The fee applies for the first six months after the user first downloads an app from the app store.
The fee is waived for developers in Apple’s Small Business Program
There is no fee for existing users.
Store Services Fee
Apple’s App Store offers a range of services to developers, who can now choose between a basic set of mandatory services, or the full collection of services:
Tier One Store Services: A 5% fee in exchange for which developers get trust and safety features, app management, and app distribution and delivery services. The fee does not extend to automatic app updates or automatic downloads across devices.

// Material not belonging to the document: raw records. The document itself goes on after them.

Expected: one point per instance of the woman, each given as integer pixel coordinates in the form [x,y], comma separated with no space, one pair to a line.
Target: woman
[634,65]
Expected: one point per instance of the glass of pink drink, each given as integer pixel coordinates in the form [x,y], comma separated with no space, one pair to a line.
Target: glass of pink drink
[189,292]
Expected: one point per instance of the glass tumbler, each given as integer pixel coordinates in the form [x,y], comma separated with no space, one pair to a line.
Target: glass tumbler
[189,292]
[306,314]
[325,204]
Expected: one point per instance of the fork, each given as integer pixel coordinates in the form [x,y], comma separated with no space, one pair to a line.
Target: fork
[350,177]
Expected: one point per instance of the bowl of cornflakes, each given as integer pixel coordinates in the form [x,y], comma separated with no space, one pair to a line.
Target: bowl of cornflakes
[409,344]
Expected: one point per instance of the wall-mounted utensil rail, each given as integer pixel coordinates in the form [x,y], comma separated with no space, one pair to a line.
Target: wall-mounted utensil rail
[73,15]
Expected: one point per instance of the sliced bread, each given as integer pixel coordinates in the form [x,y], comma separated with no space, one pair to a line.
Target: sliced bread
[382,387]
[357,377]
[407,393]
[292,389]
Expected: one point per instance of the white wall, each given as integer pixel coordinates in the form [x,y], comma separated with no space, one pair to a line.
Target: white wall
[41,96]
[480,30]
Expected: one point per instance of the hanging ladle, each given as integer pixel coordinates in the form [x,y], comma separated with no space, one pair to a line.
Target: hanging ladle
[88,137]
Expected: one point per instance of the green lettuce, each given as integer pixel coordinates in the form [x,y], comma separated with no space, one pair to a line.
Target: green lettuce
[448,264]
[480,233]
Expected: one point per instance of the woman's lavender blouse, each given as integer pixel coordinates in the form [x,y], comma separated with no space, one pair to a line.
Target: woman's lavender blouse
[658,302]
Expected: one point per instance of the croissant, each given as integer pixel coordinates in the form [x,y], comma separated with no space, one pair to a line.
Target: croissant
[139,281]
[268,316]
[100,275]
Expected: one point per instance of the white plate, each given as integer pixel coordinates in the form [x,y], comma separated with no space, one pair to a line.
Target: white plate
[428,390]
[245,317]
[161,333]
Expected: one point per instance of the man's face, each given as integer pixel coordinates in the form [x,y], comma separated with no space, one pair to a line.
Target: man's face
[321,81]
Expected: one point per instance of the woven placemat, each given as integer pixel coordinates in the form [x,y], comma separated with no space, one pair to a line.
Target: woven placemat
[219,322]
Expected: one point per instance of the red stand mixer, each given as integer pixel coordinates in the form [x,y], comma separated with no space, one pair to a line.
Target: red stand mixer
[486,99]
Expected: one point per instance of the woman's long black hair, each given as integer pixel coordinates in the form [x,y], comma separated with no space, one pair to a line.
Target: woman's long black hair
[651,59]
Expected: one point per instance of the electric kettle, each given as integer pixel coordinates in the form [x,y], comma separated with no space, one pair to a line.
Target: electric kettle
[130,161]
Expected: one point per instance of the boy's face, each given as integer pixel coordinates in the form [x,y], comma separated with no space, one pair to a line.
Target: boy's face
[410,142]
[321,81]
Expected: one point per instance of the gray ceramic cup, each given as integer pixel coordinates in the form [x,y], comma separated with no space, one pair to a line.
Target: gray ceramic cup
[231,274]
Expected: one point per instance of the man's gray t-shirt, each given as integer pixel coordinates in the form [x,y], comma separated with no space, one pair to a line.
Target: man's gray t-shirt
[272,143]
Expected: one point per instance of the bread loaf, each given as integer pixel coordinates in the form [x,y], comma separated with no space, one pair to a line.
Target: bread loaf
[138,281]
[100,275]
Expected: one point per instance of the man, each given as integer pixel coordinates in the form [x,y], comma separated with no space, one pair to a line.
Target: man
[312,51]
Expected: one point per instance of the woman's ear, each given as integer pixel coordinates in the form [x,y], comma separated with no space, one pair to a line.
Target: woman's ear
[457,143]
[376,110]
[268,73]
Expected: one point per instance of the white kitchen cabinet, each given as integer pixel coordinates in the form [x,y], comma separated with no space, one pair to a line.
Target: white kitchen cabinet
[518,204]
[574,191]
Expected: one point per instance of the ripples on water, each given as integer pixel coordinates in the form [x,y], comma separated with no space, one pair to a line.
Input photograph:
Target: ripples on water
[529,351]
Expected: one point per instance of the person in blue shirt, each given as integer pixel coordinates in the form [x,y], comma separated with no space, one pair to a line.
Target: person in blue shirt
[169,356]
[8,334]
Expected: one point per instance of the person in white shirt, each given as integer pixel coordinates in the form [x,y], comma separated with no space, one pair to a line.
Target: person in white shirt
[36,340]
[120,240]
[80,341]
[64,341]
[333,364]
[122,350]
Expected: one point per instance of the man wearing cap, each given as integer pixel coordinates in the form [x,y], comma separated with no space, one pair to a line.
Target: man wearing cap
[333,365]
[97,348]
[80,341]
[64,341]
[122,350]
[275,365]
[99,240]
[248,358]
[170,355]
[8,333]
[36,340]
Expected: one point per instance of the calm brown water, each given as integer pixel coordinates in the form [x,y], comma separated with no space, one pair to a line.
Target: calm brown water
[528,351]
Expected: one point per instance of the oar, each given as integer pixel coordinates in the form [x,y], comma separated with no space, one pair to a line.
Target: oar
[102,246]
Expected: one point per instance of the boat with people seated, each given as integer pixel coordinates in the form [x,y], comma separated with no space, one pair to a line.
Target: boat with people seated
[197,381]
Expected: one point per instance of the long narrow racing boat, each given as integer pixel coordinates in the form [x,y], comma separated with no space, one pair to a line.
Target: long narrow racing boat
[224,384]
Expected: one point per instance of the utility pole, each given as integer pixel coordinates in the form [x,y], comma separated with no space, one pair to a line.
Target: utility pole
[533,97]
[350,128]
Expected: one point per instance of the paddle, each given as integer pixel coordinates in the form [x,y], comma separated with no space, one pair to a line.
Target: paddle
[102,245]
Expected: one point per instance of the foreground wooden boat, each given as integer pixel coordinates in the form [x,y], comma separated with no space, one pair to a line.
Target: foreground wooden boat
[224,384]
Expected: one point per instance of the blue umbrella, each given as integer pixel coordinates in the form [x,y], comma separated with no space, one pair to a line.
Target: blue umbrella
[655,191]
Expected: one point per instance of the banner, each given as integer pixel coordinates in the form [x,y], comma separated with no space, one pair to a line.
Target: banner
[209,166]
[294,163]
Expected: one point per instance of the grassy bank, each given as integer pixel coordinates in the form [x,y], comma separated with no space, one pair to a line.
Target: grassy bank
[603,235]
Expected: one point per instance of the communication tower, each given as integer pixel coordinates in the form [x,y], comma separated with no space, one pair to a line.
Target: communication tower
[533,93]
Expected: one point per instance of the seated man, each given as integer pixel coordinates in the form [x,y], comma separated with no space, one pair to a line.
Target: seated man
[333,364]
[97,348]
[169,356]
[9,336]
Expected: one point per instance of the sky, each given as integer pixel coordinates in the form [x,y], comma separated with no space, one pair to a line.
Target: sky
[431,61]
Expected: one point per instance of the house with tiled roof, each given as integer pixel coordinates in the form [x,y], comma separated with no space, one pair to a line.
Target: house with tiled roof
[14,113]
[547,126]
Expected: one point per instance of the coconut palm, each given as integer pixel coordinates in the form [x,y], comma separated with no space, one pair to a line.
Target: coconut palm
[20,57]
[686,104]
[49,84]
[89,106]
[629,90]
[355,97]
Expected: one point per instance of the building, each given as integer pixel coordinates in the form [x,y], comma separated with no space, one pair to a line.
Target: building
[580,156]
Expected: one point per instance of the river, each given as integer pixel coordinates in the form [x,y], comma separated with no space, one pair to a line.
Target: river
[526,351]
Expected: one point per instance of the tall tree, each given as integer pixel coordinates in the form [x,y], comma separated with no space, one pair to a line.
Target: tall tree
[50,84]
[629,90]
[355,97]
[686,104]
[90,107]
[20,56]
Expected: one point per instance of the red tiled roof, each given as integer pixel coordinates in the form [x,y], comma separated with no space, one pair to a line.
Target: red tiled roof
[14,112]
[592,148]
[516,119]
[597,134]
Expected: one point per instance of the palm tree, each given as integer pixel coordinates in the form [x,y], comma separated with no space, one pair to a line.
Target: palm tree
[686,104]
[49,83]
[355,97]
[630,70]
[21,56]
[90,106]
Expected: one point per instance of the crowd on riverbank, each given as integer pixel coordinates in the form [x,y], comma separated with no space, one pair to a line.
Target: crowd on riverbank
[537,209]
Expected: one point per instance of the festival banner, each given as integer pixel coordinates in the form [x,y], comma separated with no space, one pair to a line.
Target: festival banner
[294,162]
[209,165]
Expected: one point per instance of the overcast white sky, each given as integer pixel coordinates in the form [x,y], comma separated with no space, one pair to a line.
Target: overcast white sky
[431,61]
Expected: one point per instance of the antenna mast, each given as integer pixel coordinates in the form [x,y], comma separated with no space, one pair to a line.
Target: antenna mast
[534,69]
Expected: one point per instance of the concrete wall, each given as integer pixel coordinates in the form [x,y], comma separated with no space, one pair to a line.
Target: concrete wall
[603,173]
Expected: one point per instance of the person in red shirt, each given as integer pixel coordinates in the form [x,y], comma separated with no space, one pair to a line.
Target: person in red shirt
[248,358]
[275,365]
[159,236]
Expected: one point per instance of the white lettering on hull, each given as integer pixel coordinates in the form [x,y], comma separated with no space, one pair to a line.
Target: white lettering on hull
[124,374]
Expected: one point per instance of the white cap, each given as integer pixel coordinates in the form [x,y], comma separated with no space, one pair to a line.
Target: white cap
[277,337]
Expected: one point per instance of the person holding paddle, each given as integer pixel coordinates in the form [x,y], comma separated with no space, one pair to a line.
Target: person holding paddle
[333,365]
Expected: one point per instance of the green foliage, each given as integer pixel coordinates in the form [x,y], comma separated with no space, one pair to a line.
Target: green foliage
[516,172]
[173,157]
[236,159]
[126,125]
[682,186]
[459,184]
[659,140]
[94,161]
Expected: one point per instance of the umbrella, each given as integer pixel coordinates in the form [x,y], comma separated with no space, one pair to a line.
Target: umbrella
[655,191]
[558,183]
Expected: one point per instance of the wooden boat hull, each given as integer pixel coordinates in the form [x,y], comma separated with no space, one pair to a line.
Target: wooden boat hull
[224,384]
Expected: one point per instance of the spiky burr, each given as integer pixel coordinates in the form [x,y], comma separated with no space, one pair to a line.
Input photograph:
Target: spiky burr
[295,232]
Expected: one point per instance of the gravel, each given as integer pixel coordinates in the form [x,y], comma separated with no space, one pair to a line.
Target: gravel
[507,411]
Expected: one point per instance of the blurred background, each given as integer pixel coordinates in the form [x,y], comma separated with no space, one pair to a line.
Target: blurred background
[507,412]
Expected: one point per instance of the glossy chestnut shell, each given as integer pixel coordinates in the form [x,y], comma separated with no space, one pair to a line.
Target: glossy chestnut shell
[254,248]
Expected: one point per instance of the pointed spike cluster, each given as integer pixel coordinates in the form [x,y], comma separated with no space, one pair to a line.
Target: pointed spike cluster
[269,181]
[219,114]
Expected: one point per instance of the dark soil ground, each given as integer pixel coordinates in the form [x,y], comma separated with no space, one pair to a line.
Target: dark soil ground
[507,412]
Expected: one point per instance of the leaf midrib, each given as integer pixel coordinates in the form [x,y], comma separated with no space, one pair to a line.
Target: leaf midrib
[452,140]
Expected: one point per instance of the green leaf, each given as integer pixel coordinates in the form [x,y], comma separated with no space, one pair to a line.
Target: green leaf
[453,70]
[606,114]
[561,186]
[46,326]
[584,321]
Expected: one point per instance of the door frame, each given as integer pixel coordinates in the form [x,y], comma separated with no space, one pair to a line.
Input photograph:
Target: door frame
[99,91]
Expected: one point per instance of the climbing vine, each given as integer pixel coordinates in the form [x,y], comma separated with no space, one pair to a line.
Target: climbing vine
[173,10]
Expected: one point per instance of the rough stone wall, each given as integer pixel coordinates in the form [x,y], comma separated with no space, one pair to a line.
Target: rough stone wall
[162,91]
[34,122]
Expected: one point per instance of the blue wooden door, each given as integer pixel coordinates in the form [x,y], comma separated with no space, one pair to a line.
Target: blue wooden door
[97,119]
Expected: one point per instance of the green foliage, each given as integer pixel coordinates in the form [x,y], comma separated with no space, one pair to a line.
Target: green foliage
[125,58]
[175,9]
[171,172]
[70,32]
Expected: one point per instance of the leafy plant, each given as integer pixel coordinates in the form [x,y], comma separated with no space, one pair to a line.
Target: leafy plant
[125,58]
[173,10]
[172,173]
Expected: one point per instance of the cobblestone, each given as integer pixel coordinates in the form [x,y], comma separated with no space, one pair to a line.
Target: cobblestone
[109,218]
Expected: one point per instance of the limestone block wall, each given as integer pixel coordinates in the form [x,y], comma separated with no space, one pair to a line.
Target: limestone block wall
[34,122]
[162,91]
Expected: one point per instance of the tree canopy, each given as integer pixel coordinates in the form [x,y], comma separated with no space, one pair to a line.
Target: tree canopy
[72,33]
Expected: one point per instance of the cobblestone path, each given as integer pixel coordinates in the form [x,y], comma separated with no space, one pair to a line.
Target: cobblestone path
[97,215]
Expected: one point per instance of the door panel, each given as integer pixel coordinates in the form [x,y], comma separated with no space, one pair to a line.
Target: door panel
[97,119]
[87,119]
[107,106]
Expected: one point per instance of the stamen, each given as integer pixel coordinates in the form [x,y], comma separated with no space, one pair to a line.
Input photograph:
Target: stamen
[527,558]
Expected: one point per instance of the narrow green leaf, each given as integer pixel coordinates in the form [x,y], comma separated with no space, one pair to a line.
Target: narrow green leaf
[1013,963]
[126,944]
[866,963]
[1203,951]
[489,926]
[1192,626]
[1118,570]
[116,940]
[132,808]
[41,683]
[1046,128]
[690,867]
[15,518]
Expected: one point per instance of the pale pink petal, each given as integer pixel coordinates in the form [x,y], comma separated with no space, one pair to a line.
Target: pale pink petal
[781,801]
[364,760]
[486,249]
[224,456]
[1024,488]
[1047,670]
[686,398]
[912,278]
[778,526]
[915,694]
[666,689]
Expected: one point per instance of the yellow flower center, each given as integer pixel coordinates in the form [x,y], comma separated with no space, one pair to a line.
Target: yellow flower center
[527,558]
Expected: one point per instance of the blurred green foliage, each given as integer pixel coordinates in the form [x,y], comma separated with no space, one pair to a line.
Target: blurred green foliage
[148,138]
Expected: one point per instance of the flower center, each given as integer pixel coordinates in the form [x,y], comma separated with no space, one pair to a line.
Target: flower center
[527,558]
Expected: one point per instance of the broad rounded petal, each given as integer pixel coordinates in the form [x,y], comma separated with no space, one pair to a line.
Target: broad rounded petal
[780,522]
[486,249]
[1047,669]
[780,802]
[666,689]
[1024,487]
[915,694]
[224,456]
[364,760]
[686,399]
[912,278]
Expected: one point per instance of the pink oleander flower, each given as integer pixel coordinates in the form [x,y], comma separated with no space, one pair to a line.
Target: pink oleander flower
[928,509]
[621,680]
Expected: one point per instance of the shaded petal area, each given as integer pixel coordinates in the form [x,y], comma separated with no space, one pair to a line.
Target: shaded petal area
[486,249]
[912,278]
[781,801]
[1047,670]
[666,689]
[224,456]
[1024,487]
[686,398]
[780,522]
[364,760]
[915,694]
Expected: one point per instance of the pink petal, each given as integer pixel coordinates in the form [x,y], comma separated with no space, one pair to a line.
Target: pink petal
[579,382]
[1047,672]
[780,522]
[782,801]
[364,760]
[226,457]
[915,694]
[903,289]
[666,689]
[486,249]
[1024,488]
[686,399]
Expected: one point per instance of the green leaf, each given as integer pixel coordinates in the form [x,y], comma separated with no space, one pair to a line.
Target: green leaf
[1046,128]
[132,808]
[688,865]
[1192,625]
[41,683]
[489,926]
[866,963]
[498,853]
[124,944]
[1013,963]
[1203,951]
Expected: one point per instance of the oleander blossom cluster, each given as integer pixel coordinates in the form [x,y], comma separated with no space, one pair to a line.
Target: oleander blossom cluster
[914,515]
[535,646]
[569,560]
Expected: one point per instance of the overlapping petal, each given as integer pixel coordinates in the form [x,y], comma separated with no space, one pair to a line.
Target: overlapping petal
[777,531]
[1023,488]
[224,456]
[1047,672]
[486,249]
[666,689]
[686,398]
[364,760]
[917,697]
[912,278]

Tier Two Store Services: Set at 13% (or 10% for Small Business Program members), this fee gives developers access to all the services the App Store presently provides, including promotions, search suggestions, discovery, automatic downloads and automatic updates.
Core Technology charges
Developers signed up to Apple’s alternative terms in the EU will pay the previously announced Core Technology Fee of €0.50 per install for each first annual install over 1 million.
Developers on Apple’s standard business terms will now pay a Core Technology Commission of 5% on sales made through in-app promotion of alternate payments.
Apple will migrate all its European developers to the new fee structure by Jan. 1, 2026.
Where can I find out more about Apple’s European changes?
The company has published a range of pages describing the changes it has applied:
StoreKit External Purchase Link Entitlement Addendum for EU Apps.
Alternative Terms Addendum for Apps in the EU
Communication and promotion of offers on the App Store in the EU
What will happen?
I remain concerned about the dilution of warnings on the store and the lack of implicit control over what links developers use to direct their audiences to external traffic. I’m in no doubt whatsoever that these openings will be abused to form new attack surfaces over which Apple has little control. Enterprise users will no doubt use device management policy to forbid use of third-party payment services and installs in an attempt to protect corporate data.
Even more concerning: Apple’s accusations concerning its negotiations with the EC as if that body has been deliberately opaque, meaning enforcement of the DMA has very swiftly become a political weapon, perhaps in some unspoken European economic battle against the US. I doubt we’ve heard the last of this ongoing battle, which will likely last longer than the game that kicked it off.